Cachexia and Anorexia

Cachexia refers to weakness, profound weight loss, and poor appetite commonly observed in advanced stages of cancer, HIV/AIDS, and end-stage organ failure. 

It is important to understand that cachexia is not associated with hunger or thirst and cannot be improved by forced feeding or hydration. The underlying mechanisms of cachexia differ among different diseases but involve the release of inflammatory mediators and metabolic alterations that induce a catabolic state, resulting in significant weight loss affecting both fat and skeletal muscle.

General measures for managing cachexia:

  • Ensuring that reversible causes of anorexia or malnutrition are addressed, such as:
    • Lack of available or digestible food.
    • Dysphagia.
    • Sore mouth or altered taste.
    • Dyspepsia, nausea and vomiting, or constipation.
    • Pain.

Management in Children:

  • Corticosteroids should not be used in children if anorexia/cachexia is the sole symptom that may benefit from treatment.
  • A short trial of corticosteroids may be considered in children with associated symptoms like nausea, pain, asthenia, or depressed mood. Dexamethasone is the most appropriate corticosteroid dose in children. Alternatively, prednisone can be used at a dosage of 0.05-2mg/kg divided 1-4 times a day.

Faecal Incontinence

Faecal incontinence is a distressing symptom for the patient and presents a challenging problem for their relatives to manage at home.
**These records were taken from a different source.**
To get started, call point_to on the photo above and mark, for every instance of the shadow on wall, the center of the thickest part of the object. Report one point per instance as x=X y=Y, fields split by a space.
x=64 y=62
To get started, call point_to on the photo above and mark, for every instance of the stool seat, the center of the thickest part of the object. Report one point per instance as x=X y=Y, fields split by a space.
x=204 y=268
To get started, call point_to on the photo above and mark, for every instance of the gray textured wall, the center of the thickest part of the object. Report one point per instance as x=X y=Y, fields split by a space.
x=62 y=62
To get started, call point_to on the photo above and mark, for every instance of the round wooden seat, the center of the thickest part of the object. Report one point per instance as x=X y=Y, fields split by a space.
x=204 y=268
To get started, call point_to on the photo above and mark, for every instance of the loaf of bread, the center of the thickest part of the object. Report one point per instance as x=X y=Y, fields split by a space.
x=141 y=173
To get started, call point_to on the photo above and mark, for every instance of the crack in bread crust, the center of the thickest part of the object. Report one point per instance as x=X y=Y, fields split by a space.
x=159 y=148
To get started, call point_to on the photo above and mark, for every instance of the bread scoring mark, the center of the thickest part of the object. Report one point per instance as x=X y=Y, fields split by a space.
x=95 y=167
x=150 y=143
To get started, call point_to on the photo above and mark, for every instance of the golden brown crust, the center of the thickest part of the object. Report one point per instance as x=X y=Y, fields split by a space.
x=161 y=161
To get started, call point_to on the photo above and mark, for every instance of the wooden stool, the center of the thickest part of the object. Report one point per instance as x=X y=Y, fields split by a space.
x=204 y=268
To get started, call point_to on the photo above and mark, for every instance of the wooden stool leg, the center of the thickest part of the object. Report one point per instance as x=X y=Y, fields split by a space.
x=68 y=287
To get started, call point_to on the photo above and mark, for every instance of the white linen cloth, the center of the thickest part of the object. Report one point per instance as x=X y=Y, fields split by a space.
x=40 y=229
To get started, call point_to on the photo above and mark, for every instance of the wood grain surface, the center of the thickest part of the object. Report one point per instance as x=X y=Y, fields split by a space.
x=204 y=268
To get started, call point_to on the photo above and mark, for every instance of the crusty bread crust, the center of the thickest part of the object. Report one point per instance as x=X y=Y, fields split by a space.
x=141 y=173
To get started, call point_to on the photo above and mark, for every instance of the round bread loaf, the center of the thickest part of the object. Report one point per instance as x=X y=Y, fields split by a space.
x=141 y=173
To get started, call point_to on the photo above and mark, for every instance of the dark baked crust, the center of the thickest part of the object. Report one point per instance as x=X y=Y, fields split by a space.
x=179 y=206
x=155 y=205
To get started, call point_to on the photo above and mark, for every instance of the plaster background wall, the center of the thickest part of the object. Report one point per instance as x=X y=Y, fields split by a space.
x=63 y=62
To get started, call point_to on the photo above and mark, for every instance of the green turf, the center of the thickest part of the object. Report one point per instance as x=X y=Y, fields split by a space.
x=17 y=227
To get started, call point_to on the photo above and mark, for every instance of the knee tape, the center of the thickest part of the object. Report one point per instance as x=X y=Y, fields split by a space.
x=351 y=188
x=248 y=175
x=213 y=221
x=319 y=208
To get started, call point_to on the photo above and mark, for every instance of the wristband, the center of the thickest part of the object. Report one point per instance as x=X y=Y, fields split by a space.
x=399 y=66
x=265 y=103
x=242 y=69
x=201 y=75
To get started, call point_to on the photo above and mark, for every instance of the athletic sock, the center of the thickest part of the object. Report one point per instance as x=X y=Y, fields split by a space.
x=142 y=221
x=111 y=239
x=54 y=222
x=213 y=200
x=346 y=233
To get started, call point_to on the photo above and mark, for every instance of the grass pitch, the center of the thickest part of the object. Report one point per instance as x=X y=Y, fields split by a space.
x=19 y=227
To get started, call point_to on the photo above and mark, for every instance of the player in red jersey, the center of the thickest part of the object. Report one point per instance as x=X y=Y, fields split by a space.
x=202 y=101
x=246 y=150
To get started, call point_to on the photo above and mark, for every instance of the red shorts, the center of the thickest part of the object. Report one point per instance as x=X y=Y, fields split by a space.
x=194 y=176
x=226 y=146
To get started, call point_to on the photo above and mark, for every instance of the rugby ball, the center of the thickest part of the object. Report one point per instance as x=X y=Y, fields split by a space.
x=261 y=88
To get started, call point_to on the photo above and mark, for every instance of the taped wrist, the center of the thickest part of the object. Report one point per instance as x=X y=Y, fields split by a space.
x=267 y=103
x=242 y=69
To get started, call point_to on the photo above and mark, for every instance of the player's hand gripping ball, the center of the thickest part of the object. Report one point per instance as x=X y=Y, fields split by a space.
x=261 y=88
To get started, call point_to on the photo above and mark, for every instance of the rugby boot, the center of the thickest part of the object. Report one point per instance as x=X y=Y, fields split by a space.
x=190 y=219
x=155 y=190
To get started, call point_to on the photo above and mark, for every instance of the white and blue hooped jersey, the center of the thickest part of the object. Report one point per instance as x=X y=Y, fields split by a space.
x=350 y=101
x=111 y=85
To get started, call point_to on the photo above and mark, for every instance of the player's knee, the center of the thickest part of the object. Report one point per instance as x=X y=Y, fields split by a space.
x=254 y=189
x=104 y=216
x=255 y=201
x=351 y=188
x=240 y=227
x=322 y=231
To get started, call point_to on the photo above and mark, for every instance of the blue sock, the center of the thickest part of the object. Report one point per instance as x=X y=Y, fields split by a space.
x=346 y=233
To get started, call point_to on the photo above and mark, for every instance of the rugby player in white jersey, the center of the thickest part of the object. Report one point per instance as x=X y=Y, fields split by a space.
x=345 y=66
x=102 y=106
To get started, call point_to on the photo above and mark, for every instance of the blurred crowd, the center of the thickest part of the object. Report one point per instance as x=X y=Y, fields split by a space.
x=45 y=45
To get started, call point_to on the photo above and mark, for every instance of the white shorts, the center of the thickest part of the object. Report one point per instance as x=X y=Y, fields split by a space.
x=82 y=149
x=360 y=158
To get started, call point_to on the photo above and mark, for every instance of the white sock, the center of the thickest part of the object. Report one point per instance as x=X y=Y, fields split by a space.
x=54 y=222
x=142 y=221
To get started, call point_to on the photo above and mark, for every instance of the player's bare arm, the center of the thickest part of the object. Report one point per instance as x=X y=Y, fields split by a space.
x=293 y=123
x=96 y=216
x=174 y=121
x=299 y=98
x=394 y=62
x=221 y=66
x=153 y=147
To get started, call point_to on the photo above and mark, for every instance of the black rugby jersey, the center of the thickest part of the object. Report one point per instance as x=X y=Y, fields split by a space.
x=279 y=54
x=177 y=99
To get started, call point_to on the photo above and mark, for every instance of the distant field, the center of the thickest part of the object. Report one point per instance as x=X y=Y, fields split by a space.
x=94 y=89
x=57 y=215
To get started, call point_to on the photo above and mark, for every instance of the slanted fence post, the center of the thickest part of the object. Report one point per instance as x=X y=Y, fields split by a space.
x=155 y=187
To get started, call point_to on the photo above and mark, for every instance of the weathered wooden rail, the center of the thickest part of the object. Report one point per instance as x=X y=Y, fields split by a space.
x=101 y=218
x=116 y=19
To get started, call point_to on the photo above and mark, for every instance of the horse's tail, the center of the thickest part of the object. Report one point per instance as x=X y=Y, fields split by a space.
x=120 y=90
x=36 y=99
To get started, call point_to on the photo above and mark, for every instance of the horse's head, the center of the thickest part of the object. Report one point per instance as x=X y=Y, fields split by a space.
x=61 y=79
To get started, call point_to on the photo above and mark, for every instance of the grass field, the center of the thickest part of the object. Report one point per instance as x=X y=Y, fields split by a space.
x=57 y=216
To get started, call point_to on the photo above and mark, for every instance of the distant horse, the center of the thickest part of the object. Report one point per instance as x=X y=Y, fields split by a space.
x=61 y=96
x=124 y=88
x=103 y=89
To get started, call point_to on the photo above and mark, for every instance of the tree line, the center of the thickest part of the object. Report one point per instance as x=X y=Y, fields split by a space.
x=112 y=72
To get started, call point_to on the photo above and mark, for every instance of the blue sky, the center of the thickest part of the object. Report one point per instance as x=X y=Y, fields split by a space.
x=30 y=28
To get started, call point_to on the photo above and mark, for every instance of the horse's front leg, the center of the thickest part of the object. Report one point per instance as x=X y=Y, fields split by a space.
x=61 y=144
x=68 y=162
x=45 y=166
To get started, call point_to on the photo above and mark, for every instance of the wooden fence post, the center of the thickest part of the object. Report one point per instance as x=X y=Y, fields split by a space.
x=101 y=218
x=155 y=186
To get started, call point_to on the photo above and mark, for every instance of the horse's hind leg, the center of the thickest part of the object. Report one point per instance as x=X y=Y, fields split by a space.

The causes of faecal incontinence can vary and may include:

  1. Faecal impaction: A blockage in the rectum can lead to involuntary leakage of stool.
  2. Excessive use of laxatives: Overuse of laxatives can cause loose stools and contribute to incontinence.
  3. Frequent and severe diarrhoea in debilitated patients.
  4. Paraplegic patients: Those with paralysis or impaired control of the lower body may experience difficulties in controlling bowel movements.
  5. Relaxed anal sphincters, especially in the elderly: Weakening of the muscles that control bowel movements can result in incontinence.
  6. Ano-rectal tumors: Tumors in the anal or rectal region can disrupt normal bowel function and contribute to incontinence.

Management strategies for faecal incontinence:

  1. Thorough rectal examination: A comprehensive examination should be performed to identify the underlying cause of the incontinence.
  2. Patients with relaxed anal sphincters may benefit from the use of constipating agents such as loperamide or codeine phosphate.
  3. Paraplegic or constipated patients can benefit from regular rectal evacuation and the use of faecal softeners to maintain regular bowel movements.
  4. Patients with ano-rectal carcinoma may find relief through the following measures:
    • Radiotherapy (RT) may be recommended.
    • Rectal steroids, such as prednisolone suppositories twice daily or betamethasone foam twice daily, can provide relief.
    • Metronidazole can be used rectally if there is an offensive discharge.
  5. Practical measures to manage faecal incontinence at home include:
    • Using plastic under sheets, diapers, and promptly changing and washing/drying the patient after each episode.
    • Applying barrier cream to protect the skin.
    • Regularly turning immobile patients to prevent pressure sores.

Neurological Symptoms

Fatigue:

Chronic fatigue is a common symptom in people with advanced disease. It can have multiple causes that are often overshadowed by coexisting disease processes. 

Causes of fatigue:

  1. Anaemia
  2. Pain
  3. Emotional distress
  4. Sleep disturbances
  5. Poor nutrition

General care for managing fatigue:

  •  Adapting lifestyle around periods of greater energy or fatigue. 
  • To address fatigue, it is important to treat the underlying cause if possible. For example, if anaemia is contributing to fatigue, a blood transfusion may be appropriate.
  •  Low doses of psycho-stimulants such as methylphenidate (Ritalin) or antidepressants can also be considered.
  •  Non-pharmacological interventions include energy conservation, physical exercise, stress reduction through relaxation techniques, and meditation.

Insomnia:

Insomnia refers to difficulty initiating or maintaining sleep, early-morning awakening, non-restful sleep, or a combination of these symptoms. It is common in individuals with advanced disease and can be transient or chronic. 

The causes of insomnia:

  1. Transient: Often related to life crises, bereavement, or illness.
  2. Chronic: Associated with medical or psychiatric disorders, drug intake, or maladaptive behavioral patterns. In advanced disease, it can emerge as a psychological or physiological side effect of diagnosis or treatment.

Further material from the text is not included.